Das Vergehen von Zeit und das Festhalten von Momenten in Zusammenhang mit Liebe sind generell häufige Motive in Kerschbaumers Gedichten, etwa wenn sie Francesco Petrarca „nach vielen Jahren“, also nach dessen Tod, zur ebenfalls toten Laura sprechen lässt – auch hier dienen Pflanzen als Sinnbilder für die Genese der Liebe, wenn das Gedicht mit den Blüten endet, die auf ihre Gräber fallen. Vielleicht, so scheint jenes Bild nahezulegen, ist der Höhepunkt dieser unerfüllten Liebesgeschichte überhaupt erst nach dem Tod angesiedelt, in Form des unerschütterlichen Weiterlebens von Petrarcas Sonetten. Nicht immer jedoch besteht die Intertextualität im Aufgreifen von Motiven, manchmal dient eine einzelne Zeile eines klassischen Werks als Ausgangspunkt für das eigene Schaffen, dann wieder sind es die realen Ereignisse, die eine lyrische Reaktion auslösen, etwa wenn der im Vorjahr verstorbenen Friederike Mayröcker ein Gedicht gewidmet wird.

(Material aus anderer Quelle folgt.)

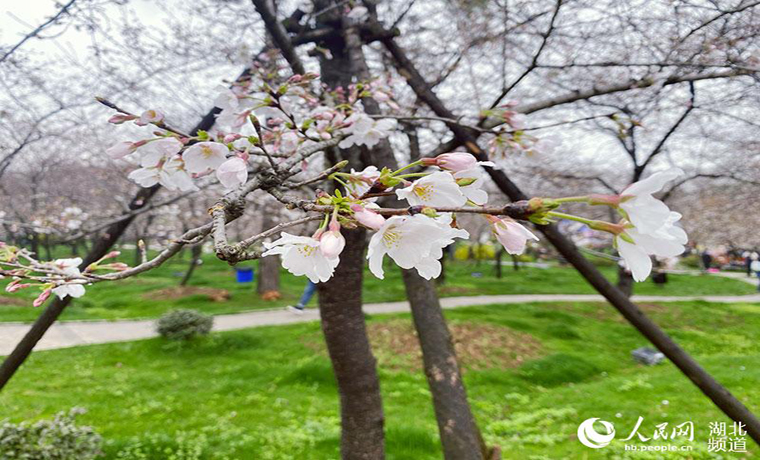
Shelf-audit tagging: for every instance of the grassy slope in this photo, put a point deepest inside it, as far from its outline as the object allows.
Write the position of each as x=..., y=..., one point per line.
x=265, y=393
x=127, y=299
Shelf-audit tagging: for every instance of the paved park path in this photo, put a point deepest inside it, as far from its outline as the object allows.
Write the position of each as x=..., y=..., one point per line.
x=74, y=333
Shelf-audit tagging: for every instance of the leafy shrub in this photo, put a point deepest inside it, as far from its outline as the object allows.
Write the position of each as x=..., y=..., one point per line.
x=184, y=324
x=57, y=439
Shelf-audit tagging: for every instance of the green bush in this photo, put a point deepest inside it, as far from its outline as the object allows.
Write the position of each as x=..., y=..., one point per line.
x=184, y=324
x=57, y=439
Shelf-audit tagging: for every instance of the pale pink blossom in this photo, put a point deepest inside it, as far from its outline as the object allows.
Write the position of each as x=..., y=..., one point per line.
x=301, y=256
x=512, y=235
x=436, y=189
x=366, y=217
x=412, y=242
x=150, y=116
x=232, y=173
x=644, y=211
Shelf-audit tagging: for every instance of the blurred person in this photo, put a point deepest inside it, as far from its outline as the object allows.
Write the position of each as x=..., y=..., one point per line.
x=308, y=293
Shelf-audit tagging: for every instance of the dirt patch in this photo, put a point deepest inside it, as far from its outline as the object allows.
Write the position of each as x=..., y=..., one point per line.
x=179, y=292
x=13, y=301
x=478, y=346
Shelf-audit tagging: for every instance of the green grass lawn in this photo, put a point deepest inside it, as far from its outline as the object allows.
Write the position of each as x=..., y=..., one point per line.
x=141, y=296
x=533, y=373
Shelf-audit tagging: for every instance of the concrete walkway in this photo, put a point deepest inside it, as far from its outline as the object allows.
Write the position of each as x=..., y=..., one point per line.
x=74, y=333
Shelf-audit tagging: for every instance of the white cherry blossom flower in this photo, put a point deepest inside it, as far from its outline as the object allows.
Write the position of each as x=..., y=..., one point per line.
x=667, y=241
x=366, y=131
x=365, y=216
x=412, y=242
x=331, y=242
x=455, y=161
x=70, y=268
x=232, y=173
x=361, y=181
x=473, y=191
x=203, y=156
x=436, y=189
x=512, y=235
x=121, y=149
x=149, y=116
x=157, y=151
x=301, y=256
x=71, y=290
x=644, y=211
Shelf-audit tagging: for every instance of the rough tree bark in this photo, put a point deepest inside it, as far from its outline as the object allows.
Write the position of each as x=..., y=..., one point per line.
x=195, y=258
x=100, y=247
x=340, y=298
x=719, y=395
x=268, y=280
x=459, y=432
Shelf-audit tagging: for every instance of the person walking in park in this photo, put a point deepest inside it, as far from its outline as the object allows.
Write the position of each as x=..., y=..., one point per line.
x=308, y=293
x=755, y=267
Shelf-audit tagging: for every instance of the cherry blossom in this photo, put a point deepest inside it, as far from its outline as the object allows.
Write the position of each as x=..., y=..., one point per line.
x=644, y=211
x=361, y=181
x=69, y=268
x=412, y=242
x=667, y=241
x=150, y=116
x=203, y=156
x=301, y=256
x=122, y=149
x=436, y=189
x=366, y=131
x=364, y=215
x=512, y=235
x=470, y=183
x=232, y=173
x=331, y=242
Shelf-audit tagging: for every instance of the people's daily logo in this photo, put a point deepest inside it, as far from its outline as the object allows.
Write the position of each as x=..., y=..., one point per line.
x=589, y=437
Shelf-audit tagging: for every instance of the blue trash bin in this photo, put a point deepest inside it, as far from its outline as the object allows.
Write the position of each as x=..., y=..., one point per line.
x=244, y=275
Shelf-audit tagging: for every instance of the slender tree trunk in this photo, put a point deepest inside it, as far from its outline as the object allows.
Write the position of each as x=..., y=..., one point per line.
x=625, y=281
x=460, y=436
x=195, y=259
x=340, y=306
x=268, y=281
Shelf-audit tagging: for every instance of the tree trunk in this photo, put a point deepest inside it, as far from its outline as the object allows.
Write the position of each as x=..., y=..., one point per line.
x=268, y=281
x=340, y=306
x=625, y=281
x=195, y=258
x=459, y=433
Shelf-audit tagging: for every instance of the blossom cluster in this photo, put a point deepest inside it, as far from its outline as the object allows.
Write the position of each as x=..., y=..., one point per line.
x=253, y=124
x=411, y=241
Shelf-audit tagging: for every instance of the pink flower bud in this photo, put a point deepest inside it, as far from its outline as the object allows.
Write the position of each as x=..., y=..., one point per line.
x=16, y=285
x=121, y=150
x=42, y=297
x=331, y=243
x=511, y=235
x=120, y=118
x=456, y=161
x=367, y=218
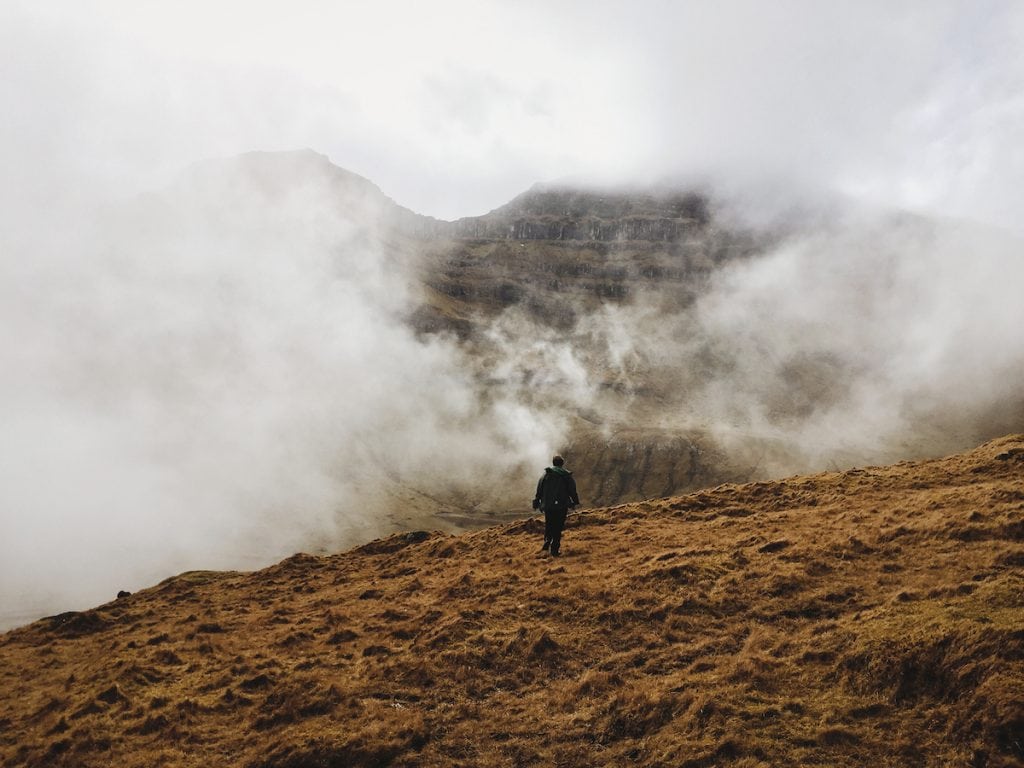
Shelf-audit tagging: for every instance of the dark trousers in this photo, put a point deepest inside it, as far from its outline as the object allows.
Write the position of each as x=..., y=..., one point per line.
x=554, y=522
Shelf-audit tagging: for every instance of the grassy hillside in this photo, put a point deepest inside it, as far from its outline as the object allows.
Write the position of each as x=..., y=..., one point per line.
x=873, y=616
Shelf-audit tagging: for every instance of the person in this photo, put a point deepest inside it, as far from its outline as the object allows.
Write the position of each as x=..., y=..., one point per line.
x=556, y=495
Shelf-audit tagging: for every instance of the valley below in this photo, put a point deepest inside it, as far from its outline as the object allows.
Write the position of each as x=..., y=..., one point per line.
x=869, y=616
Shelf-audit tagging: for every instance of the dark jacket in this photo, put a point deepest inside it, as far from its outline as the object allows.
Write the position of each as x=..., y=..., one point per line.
x=556, y=491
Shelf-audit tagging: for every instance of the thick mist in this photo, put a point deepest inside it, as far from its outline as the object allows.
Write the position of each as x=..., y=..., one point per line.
x=218, y=375
x=854, y=336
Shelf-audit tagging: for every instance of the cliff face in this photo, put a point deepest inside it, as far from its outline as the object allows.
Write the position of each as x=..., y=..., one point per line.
x=865, y=617
x=560, y=252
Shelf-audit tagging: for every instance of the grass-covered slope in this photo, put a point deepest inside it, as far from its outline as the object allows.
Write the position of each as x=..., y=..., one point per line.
x=873, y=616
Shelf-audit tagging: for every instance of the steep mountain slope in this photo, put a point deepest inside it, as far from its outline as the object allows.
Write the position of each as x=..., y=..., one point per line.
x=871, y=616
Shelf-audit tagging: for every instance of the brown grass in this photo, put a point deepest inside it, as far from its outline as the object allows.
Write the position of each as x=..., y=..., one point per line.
x=873, y=616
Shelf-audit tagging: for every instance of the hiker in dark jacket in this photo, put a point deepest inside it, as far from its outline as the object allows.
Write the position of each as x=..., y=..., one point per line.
x=556, y=495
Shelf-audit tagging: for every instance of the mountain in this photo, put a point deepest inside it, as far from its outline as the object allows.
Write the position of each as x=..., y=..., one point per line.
x=870, y=616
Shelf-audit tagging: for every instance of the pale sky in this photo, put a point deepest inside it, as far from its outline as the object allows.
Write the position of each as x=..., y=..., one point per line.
x=453, y=108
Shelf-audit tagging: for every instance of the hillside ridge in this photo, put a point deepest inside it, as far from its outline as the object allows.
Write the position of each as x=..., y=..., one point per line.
x=866, y=616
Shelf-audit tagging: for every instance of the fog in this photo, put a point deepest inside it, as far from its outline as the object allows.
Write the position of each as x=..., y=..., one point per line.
x=203, y=372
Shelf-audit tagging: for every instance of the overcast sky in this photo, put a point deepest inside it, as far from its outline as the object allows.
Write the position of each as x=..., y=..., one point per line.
x=453, y=108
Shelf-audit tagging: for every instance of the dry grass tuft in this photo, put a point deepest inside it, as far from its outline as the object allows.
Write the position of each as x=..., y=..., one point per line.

Gerne erzeugt Kerschbaumer zudem Collagen aus verschiedenen Sprachen, fügt hier und da etwas Italienisch, Englisch oder Französisch ein und fordert dadurch ihr Publikum heraus. Manche Wortkonstruktionen gemahnen vage an Mittelhochdeutsch oder bleiben rätselhaft, als handle es sich um eine Kunstsprache. So heißt es etwa in „Windwärts“:
wirbelnder Woog Woiwod der Brigg wuchtige Wuhne im Wuhr
Eine große Stärke der Dichterin besteht darin, Rhythmus mit Bedeutung zu verknüpfen. In einigen Gedichten, wie etwa der den Band einleitenden „Anrufung des Wassers“, gelingt es ihr, einen geradezu beschwörenden Ton zu erzeugen. Durch Wiederholungen und Verschiebungen einzelner Worte oder Silben nähert sie sich lautmalerisch den hin- und herstreichenden Wellenbewegungen des Wassers an, zugleich entsteht der Eindruck einer Hymne:
Lebende labende Tropfende jagende Triefende tragende Welle und Flut.
Dies passt zum Titel des Bandes, „epiphanie“, womit die unerwartete Erscheinung einer Gottheit bezeichnet wird. Tatsächlich wohnt Gedichten wie „Anrufung des Wassers“ etwas Metaphysisches inne. Statt eines abstrakten Gottes wird die Natur beschworen und zelebriert, generell spricht aus Kerschbaumers Texten immer wieder eine tiefe Wertschätzung für die Pflanzen- und Tierwelt sowie Landschaften und Gezeiten, die heute angesichts der Bedrohung durch den Klimawandel aktueller wirken mag denn je.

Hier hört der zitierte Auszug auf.